Example 2: phyllinus sp.YC-1 fermentation blank control experiment
Step 1, inoculating Phellinus sp.YC-1 on a PDA slant culture medium, culturing at 28 ℃ for 15d, and then inoculating in a liquid seed culture medium. The liquid seed culture conditions are as follows: the culture temperature is 28 ℃, the rotating speed of a shaking table is 150r/min, and the culture time is 5d, so as to obtain the secondary seed liquid.
And 2, inoculating the secondary seed liquid into a fermentation culture medium according to the inoculation amount of 15%, wherein the culture temperature is 28 ℃, the rotating speed of a shaking table is 180r/min, the culture time is 12d, and the ventilation volume is 1.2 v/(v.m).
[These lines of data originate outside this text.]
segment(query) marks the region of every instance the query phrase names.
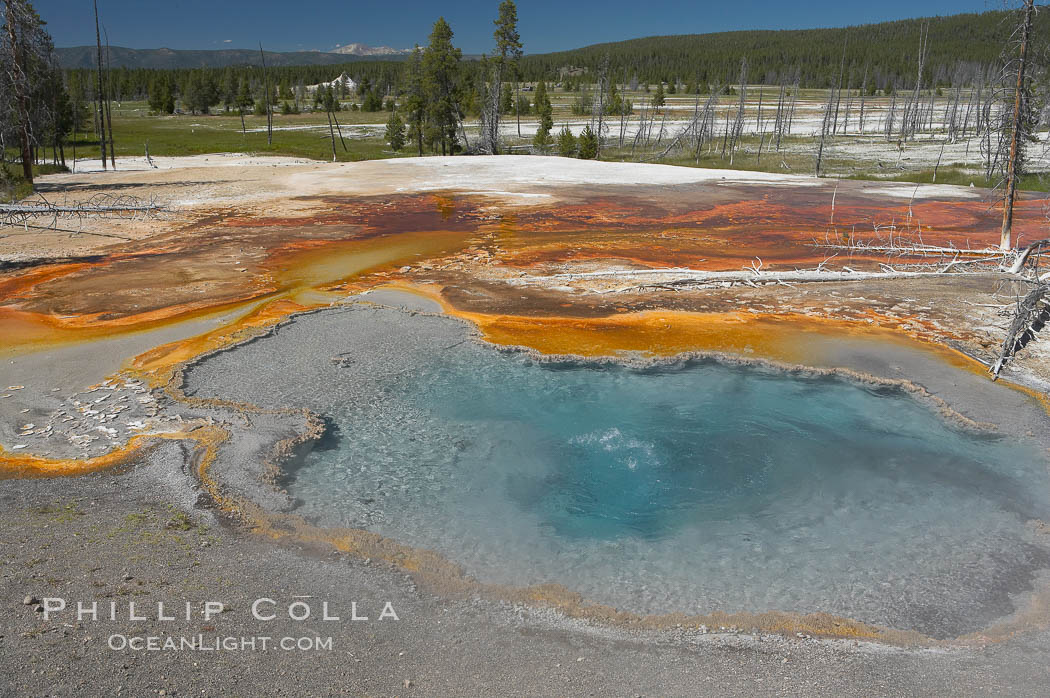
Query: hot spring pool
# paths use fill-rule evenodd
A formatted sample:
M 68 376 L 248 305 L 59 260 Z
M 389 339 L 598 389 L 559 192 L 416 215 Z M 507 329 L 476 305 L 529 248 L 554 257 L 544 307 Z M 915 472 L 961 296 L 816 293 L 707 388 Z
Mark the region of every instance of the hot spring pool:
M 297 512 L 485 583 L 945 637 L 1010 613 L 1050 566 L 1030 526 L 1050 519 L 1035 445 L 896 388 L 713 361 L 542 363 L 448 319 L 369 310 L 299 318 L 188 385 L 326 415 L 289 473 Z

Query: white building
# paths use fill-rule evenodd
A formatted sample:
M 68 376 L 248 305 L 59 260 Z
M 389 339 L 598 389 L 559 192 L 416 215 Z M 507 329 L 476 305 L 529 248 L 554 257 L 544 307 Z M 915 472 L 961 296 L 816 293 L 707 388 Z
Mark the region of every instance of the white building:
M 334 87 L 335 89 L 339 89 L 340 84 L 342 85 L 343 89 L 345 90 L 345 93 L 348 94 L 357 90 L 357 83 L 354 82 L 354 79 L 348 76 L 345 72 L 343 72 L 341 76 L 339 76 L 338 78 L 336 78 L 331 82 L 319 83 L 317 85 L 307 85 L 307 90 L 310 92 L 316 92 L 319 88 L 322 87 Z

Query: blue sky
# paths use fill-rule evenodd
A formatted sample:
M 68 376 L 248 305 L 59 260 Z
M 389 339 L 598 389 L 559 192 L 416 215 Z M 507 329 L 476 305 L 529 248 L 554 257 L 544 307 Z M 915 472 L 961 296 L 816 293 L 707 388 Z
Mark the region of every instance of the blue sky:
M 467 54 L 491 50 L 499 0 L 99 0 L 114 46 L 330 50 L 339 44 L 408 47 L 426 42 L 443 15 Z M 56 46 L 94 43 L 91 0 L 35 0 Z M 658 34 L 843 26 L 1002 6 L 994 0 L 521 0 L 526 52 Z M 480 9 L 479 9 L 480 8 Z

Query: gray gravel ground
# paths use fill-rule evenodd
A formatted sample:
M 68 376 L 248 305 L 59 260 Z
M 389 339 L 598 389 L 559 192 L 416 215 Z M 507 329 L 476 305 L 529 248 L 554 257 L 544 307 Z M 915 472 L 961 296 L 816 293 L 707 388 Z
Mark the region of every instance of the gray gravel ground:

And 3, after fermentation is finished, centrifugally collecting thalli, drying at low temperature, crushing to prepare ultramicro phellinus igniarius hypha powder, and measuring the content of total triterpenoids and polysaccharides.
Under the condition, the amount of the Phellinus sp.YC-1 zymophyte is 16.21g/L, the content of the total triterpene is 1.24g/L, and the content of the active polysaccharide is 0.68 g/L.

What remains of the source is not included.